The Dow Jones Industrial Average (DJIA) fell 160 points (0.6%) to 26,934, the S&P 500 Index lost 15 points (0.5%) to 2,992 and the Nasdaq Composite declined 65 points (0.8%) to 8,118. In heavy volume, as a result of quadruple witching day—the simultaneous expiration of stock and index futures and options contracts—2.4 billion shares were traded on the NYSE and 3.1 billion shares changed hands on the Nasdaq. WTI crude oil moved $0.10 lower to $58.09 per barrel and wholesale gasoline lost $0.02 to $1.68 per gallon. Elsewhere, the Bloomberg gold spot price rose $18.02 to $1,517.05 per ounce, and the Dollar Index—a comparison of the U.S. dollar to six major world currencies—was up 0.2% at 98.50. Markets were lower for the week, as the DJIA decreased 1.1%, the S&P 500 Index lost 0.5% and the Nasdaq Composite declined 0.7%.
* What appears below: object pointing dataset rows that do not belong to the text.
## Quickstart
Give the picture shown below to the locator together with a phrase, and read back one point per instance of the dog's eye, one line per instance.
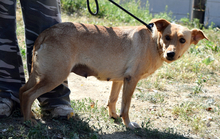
(167, 37)
(182, 40)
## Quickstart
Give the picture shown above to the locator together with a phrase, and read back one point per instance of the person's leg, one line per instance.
(39, 15)
(11, 67)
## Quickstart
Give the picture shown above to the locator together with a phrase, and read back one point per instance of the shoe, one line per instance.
(63, 111)
(6, 107)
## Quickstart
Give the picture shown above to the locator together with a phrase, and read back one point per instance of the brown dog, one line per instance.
(123, 55)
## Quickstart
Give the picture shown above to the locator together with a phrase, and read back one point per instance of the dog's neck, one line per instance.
(156, 35)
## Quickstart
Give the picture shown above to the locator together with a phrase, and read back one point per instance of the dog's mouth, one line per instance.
(170, 58)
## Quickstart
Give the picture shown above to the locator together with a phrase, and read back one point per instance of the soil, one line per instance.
(174, 95)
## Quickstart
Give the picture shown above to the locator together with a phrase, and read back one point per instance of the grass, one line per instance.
(178, 99)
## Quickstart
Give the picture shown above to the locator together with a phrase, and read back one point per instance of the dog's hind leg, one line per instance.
(128, 90)
(116, 86)
(31, 82)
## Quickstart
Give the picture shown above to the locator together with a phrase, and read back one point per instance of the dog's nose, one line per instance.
(170, 54)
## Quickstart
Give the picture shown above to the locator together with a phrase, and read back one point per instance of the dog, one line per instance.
(123, 55)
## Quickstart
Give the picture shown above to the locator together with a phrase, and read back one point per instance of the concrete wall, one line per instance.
(212, 13)
(180, 9)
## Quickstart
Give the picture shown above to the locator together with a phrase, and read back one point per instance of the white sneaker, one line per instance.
(63, 110)
(5, 106)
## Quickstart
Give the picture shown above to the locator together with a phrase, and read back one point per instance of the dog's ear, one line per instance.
(161, 24)
(197, 35)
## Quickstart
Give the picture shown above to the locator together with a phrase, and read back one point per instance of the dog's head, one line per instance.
(173, 40)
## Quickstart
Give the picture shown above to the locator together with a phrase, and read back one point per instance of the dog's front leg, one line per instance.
(116, 86)
(128, 90)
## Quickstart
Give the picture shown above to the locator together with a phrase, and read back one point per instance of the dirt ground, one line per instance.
(140, 110)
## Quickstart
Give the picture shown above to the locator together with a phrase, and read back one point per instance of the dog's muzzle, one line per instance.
(170, 55)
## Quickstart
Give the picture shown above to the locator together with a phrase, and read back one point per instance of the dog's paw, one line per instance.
(133, 125)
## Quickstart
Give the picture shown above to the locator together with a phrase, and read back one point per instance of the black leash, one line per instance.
(149, 26)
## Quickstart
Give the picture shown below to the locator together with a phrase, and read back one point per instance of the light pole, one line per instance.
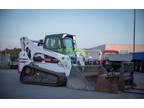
(134, 31)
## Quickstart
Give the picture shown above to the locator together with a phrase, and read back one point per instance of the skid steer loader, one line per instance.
(55, 62)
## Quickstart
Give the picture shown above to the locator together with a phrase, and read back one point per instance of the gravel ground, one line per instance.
(11, 88)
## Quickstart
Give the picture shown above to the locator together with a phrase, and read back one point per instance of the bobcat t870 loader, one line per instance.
(55, 62)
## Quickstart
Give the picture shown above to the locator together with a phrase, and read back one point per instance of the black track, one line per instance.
(32, 74)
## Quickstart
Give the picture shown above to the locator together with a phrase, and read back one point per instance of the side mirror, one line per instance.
(38, 59)
(40, 43)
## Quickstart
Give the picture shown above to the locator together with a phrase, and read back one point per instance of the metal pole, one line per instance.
(134, 31)
(133, 45)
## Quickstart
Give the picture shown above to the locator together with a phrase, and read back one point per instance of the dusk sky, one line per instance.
(92, 27)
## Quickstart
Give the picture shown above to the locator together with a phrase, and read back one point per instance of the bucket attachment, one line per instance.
(96, 78)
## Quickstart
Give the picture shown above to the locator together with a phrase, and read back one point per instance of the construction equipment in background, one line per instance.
(56, 62)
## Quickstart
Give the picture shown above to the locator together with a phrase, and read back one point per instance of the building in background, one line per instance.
(121, 48)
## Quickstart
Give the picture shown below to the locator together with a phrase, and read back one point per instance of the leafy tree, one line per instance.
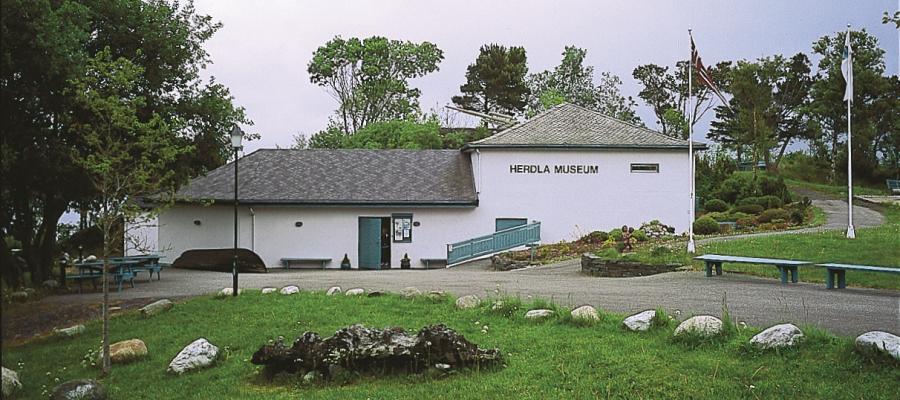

Treasuries finished higher, as the yield on the 2-year note was down 6 basis points (bps) to 1.68%, while the yields on the 10-year note and 30-year bond fell 5 bps to 1.72% and 2.16%, respectively. With the economic calendar void of any key releases, the U.S. dollar gained ground, and crude oil prices declined to cap off a wild week that was highlighted by Monday’s spike on the heels of flared-up geopolitical concerns after attacks on Saudi Arabian oil facilities. Also, the markets digested this week’s slew of monetary policy decisions, headlined by Wednesday’s highly-expected rate cut from the Fed, as well as continued relatively upbeat U.S. economic data.